In October 2018, Shamrock Capital acquired the songwriting catalogue of music producers Stargate. Sony/ATV Music Publishing will continue to administer the catalogue.

Shamrock's music catalogue includes the catalogue of dance label Om Records, and the Bass Brothers' production royalties for Eminem.

On February 12, 2019, Shamrock sold its assets on INgrooves to Universal Music Group.

In June 2020, Shamrock acquired the advertising trade publication Adweek from Canadian private equity firm Beringer Capital.

In November 2020, Shamrock acquired ownership of the master recordings of Taylor Swift's first six studio albums from Big Machine Records (2006–2017), which itself had been sold to media manager Scooter Braun's Ithaca Ventures. In May 2025, Swift announced on her social media that she had acquired the rights to all content previously held by Shamrock.

Under Amy Buckner Chowdhry's leadership, AnswerLab secured a growth investment from Shamrock in September 2022.

==Shamrock Broadcasting==

Shamrock Broadcasting was a broadcasting station operating company owned by Shamrock Holdings and Trefoil Capital Investors.

Shamrock Broadcasting was incorporated on July 3, 1979.

Shamrock Broadcasting (SB) agreed to purchase Malrite Communications Group radio operations in March 1993 via a stock swap worth more than $300 million pushing SB's ownership to 21 radio stations. Trefoil Capital Investors was the primary financier of the deal. In July, Shamrock Broadcasting purchased KZLA radio station. In August, the Malrite radio deal was closed making the Malrite owner a minority shareholder and board director of Shamrock Holding.

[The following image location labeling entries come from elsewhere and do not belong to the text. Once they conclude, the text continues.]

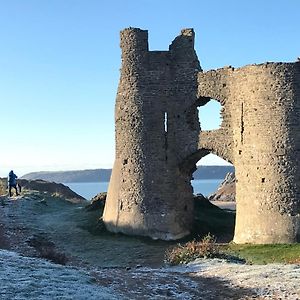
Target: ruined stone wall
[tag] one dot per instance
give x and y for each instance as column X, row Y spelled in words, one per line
column 260, row 135
column 148, row 193
column 159, row 141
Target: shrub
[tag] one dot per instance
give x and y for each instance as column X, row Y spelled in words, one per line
column 182, row 254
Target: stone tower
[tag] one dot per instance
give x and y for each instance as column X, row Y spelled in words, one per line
column 159, row 141
column 260, row 135
column 155, row 130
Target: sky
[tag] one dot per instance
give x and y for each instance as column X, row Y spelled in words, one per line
column 60, row 61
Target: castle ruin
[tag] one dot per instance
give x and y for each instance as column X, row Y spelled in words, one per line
column 159, row 141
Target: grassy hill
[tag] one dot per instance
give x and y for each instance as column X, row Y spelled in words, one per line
column 103, row 175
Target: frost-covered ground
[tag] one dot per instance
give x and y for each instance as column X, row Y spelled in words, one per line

In March 1995, Shamrock Broadcasting purchased from Premiere Radio Networks its Denver FM radio station for $5.5 million.

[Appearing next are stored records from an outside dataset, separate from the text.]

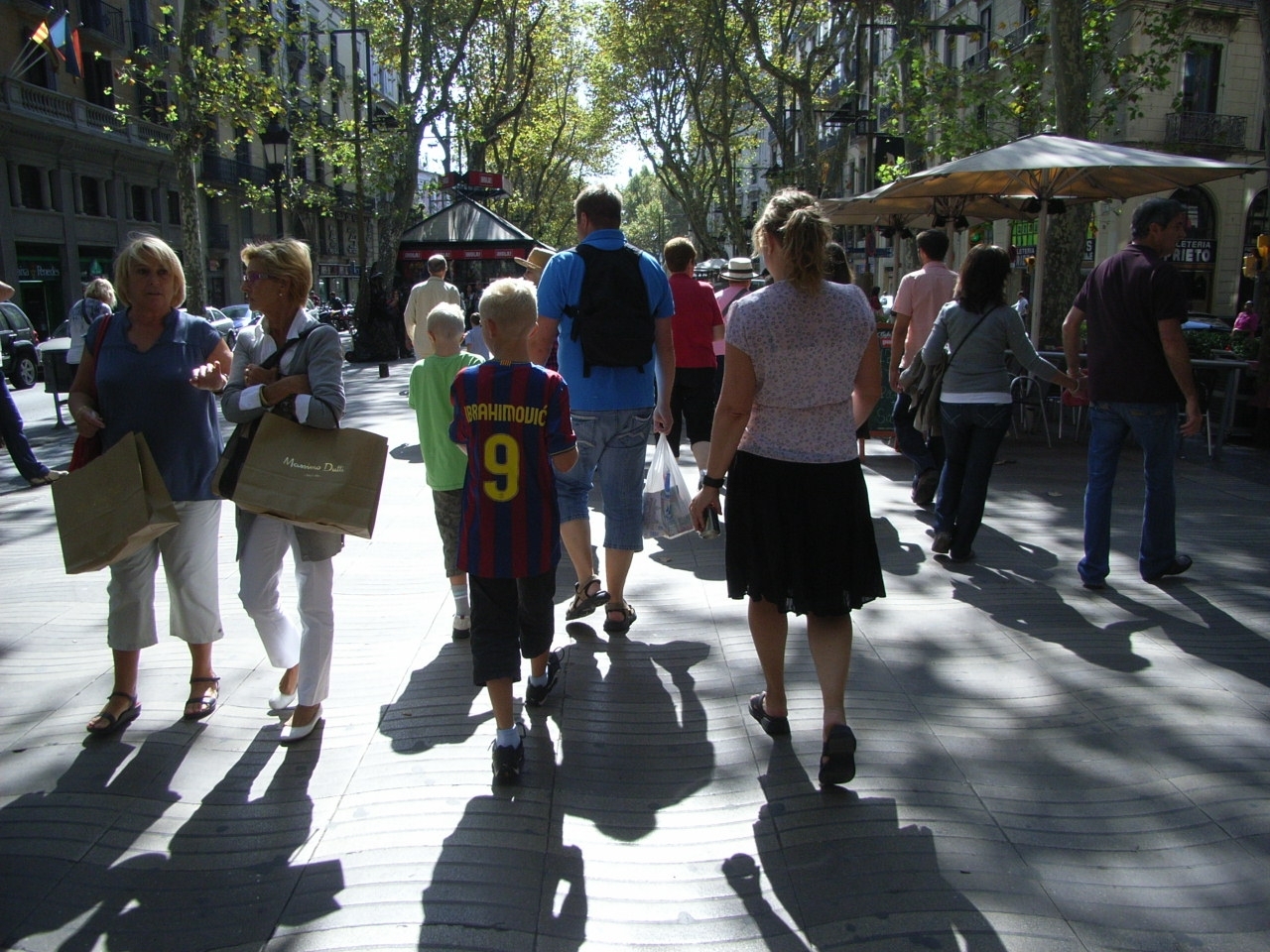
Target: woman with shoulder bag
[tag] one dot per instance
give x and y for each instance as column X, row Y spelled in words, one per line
column 290, row 365
column 153, row 368
column 974, row 403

In August 1995, Shamrock agreed to sell Shamrock Broadcasting, a 19 radio stations group, to Chancellor Broadcasting Co. for $395 million.

==Trefoil Investors==
Trefoil Capital Investors (TCI) is a partnership formed by Shamrock Holdings with the raising of $450 million from investors by July 1990 that looked to invest in distressed companies. TCI agreed to purchase Child World in July 1990 in a two-stage process, by taking on some of its parent company CNC Holding Corp.'s debt, then purchase the 18% shares outstanding on the public market. Conditions that had to be met for the deal to go through were raising $250 in working capital by Trefoil and Child World remaining stable. A downturn in the Northwest region, where Child World is based, lead Trefoil to terminate the deal in November 1990.

Trefoil Investors II is an investment company of Roy Disney and other senior executives of Shamrock Holdings Inc. In October 1994, Trefoil Investors II purchased a significant stake in Fantastic Foods Inc., a natural-foods company with annual revenues nearing $30 million on Nature's Burger hamburger alternative and instant soups and mixes.